O próprio Secretário Geral do evento, Maurice Strong, visitou essa Comissão na Cidade Universitária. A Prefeitura Municipal de São Paulo organizou eventos, assim como o Estado e outras entidades. Tínhamos a sensação de ter o futuro do planeta ao nosso alcance. Não aqui e agora, mas amanhã.
Nesse ambiente festivo, esperançoso e diria ambicioso, a Conferência se iniciou com grande entusiasmo cívico. Durante a reunião falaram numerosos oradores, mas havia no ar uma certa decepção.
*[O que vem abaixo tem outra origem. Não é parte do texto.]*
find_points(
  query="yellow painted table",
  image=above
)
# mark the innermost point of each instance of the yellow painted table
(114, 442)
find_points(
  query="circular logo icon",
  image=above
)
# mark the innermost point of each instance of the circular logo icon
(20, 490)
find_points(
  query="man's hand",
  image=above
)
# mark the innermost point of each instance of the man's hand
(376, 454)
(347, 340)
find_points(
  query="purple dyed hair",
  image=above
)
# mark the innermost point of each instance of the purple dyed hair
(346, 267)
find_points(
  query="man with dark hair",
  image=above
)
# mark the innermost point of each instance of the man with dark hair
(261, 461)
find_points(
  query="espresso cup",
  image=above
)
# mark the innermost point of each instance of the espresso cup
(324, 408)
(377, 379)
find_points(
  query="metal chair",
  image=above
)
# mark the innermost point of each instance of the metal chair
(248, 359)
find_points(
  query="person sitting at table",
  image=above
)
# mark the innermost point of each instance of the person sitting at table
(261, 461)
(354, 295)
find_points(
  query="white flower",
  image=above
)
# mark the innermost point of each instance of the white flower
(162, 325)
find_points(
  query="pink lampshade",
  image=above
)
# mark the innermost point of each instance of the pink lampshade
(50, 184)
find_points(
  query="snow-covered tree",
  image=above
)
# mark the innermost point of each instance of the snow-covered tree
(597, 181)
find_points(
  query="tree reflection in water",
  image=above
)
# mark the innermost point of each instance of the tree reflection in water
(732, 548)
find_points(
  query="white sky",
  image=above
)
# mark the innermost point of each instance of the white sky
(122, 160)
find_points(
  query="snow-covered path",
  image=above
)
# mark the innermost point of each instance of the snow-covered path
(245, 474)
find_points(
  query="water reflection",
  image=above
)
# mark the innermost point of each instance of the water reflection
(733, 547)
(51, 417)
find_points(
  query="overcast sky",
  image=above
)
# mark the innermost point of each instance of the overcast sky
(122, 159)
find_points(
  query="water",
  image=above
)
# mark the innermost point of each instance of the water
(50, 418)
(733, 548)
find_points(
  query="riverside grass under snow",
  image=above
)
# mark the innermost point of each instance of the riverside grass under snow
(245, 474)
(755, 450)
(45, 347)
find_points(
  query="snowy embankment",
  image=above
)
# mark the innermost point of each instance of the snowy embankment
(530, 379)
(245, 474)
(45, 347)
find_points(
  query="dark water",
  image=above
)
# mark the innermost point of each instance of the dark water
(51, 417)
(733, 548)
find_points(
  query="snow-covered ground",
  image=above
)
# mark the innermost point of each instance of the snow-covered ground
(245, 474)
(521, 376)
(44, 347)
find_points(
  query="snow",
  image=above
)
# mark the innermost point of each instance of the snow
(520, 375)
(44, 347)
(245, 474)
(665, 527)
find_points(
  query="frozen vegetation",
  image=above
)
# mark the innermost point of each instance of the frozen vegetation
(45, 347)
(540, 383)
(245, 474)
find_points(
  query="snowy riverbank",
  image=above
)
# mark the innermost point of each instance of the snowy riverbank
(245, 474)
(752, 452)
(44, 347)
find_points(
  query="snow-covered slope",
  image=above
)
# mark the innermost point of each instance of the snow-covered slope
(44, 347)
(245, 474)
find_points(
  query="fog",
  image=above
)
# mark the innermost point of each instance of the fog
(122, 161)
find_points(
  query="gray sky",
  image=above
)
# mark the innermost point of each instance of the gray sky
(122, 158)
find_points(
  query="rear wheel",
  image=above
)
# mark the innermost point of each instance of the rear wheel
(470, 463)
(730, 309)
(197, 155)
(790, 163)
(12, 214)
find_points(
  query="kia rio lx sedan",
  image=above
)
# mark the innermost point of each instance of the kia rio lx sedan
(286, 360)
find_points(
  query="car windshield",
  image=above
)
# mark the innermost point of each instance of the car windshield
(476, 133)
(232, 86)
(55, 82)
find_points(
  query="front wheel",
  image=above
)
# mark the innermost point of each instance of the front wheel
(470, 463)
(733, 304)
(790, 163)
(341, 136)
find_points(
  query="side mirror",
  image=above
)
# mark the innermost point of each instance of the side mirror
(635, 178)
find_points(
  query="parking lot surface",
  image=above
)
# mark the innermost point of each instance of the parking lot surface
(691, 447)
As entidades não governamentais, e mesmo as governamentais de nível mais modesto, verificaram ter à sua disposição apenas o acampamento de tendas que se montou no Aterro do Flamengo, e pouco mais que isso. A própria organização das tendas funcionou de modo precário, com excessivo calor físico em alguns locais. Pior que isso, os organizadores dos eventos não governamentais ultrapassaram os seus orçamentos.
Prestadores de serviços, com pagamentos atrasados, ameaçaram suspender fornecimentos. Os jornais comentaram a inusitada situação. Como colaborador de Maurice Strong, vi o misto de surpresa e desolação com que pessoas ligadas aos governos de países desenvolvidos comentavam a situação. Observei também a preocupação de membros do segundo escalão do governo brasileiro, que não podiam resolver sozinhos os problemas. Os países ricos não estavam dispostos a abrir as bolsas além do que havia sido planejado.
Logo depois da RIO-92 retornei às minhas origens paulistanas e não sei como a crise financeira foi resolvida. Por outro lado, na Conferência propriamente dita, à qual tive acesso, o ambiente era de preocupação, principalmente com a posição dos Estados Unidos. O Presidente Bush chegou ao ponto de não assinar a Convenção sobre as Mudanças Climáticas e a Biodiversidade, os dois pontos básicos da RIO-92. Essa atitude somente foi reparada muito depois pelo seu sucessor, o Presidente Clinton, que firmou os documentos.
A Conferência RIO-92, que realmente foi a maior reunião internacional realizada fora da sede das Nações Unidas, nos seus últimos dias mergulhou numa atmosfera de anticlímax. Essa situação atravessou os umbrais da reunião e espalhou pelo mundo uma sensação de que o meio ambiente não era mais um assunto tão prioritário. Tenho a impressão de que somente agora, quase três anos depois da RIO-92, começa a tomar novo impulso uma autêntica e forte preocupação pela qualidade ambiental.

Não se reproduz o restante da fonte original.